Conde’s focus on singing came early; he didn’t play an instrument until he picked up a guitar at 15. He knew he wanted a musical career, but he wasn’t sure what kind. When he finally decided to come to Berklee, he turned down a rival offer from the Greater Miami Opera (merged in 1994 into Florida Grand Opera).

“I arrived at Berklee thinking I wanted to do a rock mix,” Conde says. But instead, it was there that he reoriented himself to Latin music, and first imagined the Ola Fresca project. The name means “fresh wave.” It’s apt not just for the musical reinvigoration it implies, but also for Conde’s sensitivity to nature imagery, and his environmental commitments.

“I suffered when I saw tractors going west on Calle Ocho because I knew what they were going to do,” he says, referring to the main drag of Cuban Miami that is also a thoroughfare to the threatened Everglades. Now, he owns some mountain land in Costa Rica that he says he is reforesting.

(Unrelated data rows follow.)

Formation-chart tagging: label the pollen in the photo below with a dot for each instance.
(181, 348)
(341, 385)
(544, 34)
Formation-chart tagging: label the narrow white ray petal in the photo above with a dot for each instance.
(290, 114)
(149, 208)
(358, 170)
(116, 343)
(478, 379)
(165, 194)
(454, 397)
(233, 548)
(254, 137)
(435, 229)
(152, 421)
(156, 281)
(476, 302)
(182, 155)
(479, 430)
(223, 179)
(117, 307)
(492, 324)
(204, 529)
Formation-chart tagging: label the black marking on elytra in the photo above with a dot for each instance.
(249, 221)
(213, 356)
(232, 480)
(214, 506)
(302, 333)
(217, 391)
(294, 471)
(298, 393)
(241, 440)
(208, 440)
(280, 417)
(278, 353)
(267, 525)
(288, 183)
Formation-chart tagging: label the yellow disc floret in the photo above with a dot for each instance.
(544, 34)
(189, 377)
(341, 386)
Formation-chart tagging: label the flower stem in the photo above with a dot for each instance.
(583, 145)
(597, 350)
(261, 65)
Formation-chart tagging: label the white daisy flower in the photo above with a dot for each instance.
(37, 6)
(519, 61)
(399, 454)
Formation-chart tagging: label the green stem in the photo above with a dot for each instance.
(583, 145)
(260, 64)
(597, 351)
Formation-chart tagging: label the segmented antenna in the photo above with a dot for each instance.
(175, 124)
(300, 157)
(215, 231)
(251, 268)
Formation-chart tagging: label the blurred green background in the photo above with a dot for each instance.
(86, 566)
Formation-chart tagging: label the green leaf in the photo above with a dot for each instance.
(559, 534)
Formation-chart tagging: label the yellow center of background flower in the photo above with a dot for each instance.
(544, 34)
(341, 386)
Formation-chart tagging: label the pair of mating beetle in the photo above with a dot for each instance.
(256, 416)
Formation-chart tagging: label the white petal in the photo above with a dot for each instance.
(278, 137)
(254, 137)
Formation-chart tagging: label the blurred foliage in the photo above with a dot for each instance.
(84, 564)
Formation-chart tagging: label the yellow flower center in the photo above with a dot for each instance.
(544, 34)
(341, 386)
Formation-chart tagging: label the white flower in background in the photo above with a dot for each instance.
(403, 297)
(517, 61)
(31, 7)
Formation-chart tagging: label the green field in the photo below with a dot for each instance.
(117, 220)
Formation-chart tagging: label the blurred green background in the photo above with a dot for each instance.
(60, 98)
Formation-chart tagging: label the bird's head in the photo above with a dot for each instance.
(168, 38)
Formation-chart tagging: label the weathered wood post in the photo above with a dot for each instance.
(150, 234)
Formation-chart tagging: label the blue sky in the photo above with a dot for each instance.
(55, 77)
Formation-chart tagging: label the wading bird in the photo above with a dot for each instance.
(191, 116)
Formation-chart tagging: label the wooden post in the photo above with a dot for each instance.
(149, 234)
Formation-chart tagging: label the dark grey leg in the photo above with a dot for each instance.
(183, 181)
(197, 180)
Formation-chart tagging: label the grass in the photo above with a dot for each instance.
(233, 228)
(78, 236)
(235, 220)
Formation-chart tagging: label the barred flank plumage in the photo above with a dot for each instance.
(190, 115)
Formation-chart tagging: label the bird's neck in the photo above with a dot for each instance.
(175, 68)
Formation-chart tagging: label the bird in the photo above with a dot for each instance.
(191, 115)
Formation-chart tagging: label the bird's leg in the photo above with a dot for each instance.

Planetary survival, he says, should trump more parochial concerns – not least when it comes to Cuba, where he has visited but has yet to perform. “I’m just confused by this nationalism thing,” he says. “We have to come together as human beings.”

But Conde is no feel-good fusioneer when it comes to music. While he plays numerous genres, he appreciates the uniqueness and tradition of each one, which explains why the “Revolucion” CD case lists not just the songs but the style each song represents. And the guest musicians who appear are just as varied as the music, from salsa trombonist Jimmy Bosch to New Orleans drummer Ziggy Modeliste.

“I love the pure, tradicional” – Conde pronounces it in Spanish – “sound of many genres, old son, the salsa tradition,” he says. “There is a way to work a pan-Latin sensibility without losing touch of the essence of the music.”